Once that's done, we deserialize avro
data from the Event Hub using the from_avro()
function, connecting to our Schema Registry via the props
object we defined earlier:
// Event Hub
val parsed_df = df.select(from_avro($"body", "<your-schema-guid>", props))
// Kafka
val parsed_df = df.select(from_avro($"value", "<your-schema-guid>", props))

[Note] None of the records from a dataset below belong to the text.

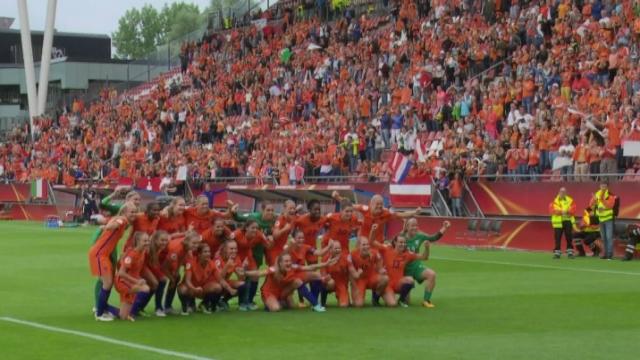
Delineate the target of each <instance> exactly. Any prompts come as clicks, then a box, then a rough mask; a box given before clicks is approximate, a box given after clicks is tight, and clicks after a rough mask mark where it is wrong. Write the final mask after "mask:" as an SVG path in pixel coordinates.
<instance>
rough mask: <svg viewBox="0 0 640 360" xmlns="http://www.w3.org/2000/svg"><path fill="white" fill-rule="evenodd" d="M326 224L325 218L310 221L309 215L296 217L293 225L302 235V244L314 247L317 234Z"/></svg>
mask: <svg viewBox="0 0 640 360" xmlns="http://www.w3.org/2000/svg"><path fill="white" fill-rule="evenodd" d="M326 224H327V217H326V216H321V217H320V219H318V220H316V221H313V220H311V215H310V214H305V215H302V216H298V218H297V219H296V221H295V223H294V225H295V227H296V228H298V229H301V230H302V232H303V233H304V243H305V244H307V245H309V246H313V247H316V246H317V244H318V233H319V232H320V230H322V229H323V228H324V227H325V226H326Z"/></svg>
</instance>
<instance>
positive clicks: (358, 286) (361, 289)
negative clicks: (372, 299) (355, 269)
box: [355, 274, 380, 298]
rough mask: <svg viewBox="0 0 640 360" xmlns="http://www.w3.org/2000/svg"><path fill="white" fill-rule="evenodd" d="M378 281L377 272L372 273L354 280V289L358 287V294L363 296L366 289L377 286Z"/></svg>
mask: <svg viewBox="0 0 640 360" xmlns="http://www.w3.org/2000/svg"><path fill="white" fill-rule="evenodd" d="M379 282H380V275H379V274H373V275H371V276H369V277H367V278H364V279H358V280H356V284H355V285H356V289H358V294H359V296H361V297H363V298H364V294H365V293H366V291H367V289H369V290H374V289H375V288H377V287H378V283H379Z"/></svg>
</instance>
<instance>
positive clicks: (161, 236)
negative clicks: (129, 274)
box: [146, 230, 169, 317]
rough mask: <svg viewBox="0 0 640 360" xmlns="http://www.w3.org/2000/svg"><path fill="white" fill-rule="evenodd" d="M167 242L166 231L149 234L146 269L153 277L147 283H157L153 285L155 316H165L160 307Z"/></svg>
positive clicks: (166, 235)
mask: <svg viewBox="0 0 640 360" xmlns="http://www.w3.org/2000/svg"><path fill="white" fill-rule="evenodd" d="M168 243H169V234H168V233H167V232H166V231H163V230H158V231H156V232H154V233H153V235H152V236H151V244H150V245H149V256H147V264H146V266H147V269H149V271H150V272H151V274H152V276H153V279H151V281H150V280H147V282H148V283H153V282H154V280H155V282H156V283H157V286H155V291H154V294H155V305H156V309H155V313H156V316H159V317H165V316H166V314H165V313H164V308H163V307H162V297H163V295H164V289H165V287H166V286H167V279H168V278H167V275H165V273H164V272H163V271H162V264H163V263H164V261H165V260H166V258H167V252H168V250H167V244H168Z"/></svg>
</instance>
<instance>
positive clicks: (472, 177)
mask: <svg viewBox="0 0 640 360" xmlns="http://www.w3.org/2000/svg"><path fill="white" fill-rule="evenodd" d="M468 179H469V180H470V181H479V180H481V181H507V182H535V181H547V182H554V181H556V182H561V181H564V182H598V181H638V182H640V172H639V173H606V174H579V175H576V174H559V173H554V174H535V175H532V174H484V175H472V176H469V177H468Z"/></svg>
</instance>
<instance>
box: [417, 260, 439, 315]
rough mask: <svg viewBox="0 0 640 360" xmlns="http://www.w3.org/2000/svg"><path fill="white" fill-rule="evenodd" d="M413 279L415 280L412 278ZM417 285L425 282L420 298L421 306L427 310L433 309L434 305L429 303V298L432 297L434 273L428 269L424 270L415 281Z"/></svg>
mask: <svg viewBox="0 0 640 360" xmlns="http://www.w3.org/2000/svg"><path fill="white" fill-rule="evenodd" d="M414 279H415V278H414ZM416 280H417V281H418V282H419V283H421V282H423V281H426V284H425V286H424V296H423V298H422V300H423V302H422V305H423V306H424V307H427V308H432V307H435V305H434V304H433V303H432V302H431V296H432V295H433V290H434V289H435V287H436V272H435V271H433V270H432V269H429V268H424V270H422V273H421V274H420V276H419V278H418V279H416Z"/></svg>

Spark is able to immediately pull in the schema from Schema Registry and define the Dataframe schema:
And we can display our streaming data using the Databricks display(df)
command.
We demonstrate both Consumer 1 (left) and Consumer 2 (right) here side by side, while generating events with our Producer application (not shown):
Wrap Up
We explored the convenience and robustness of using Azure Schema Registry in data pipelines, and the flexibility of being able to leverage both the Event Hub native connector and Kafka surface in a Spark application using the from_avro()
function for deserializing messages.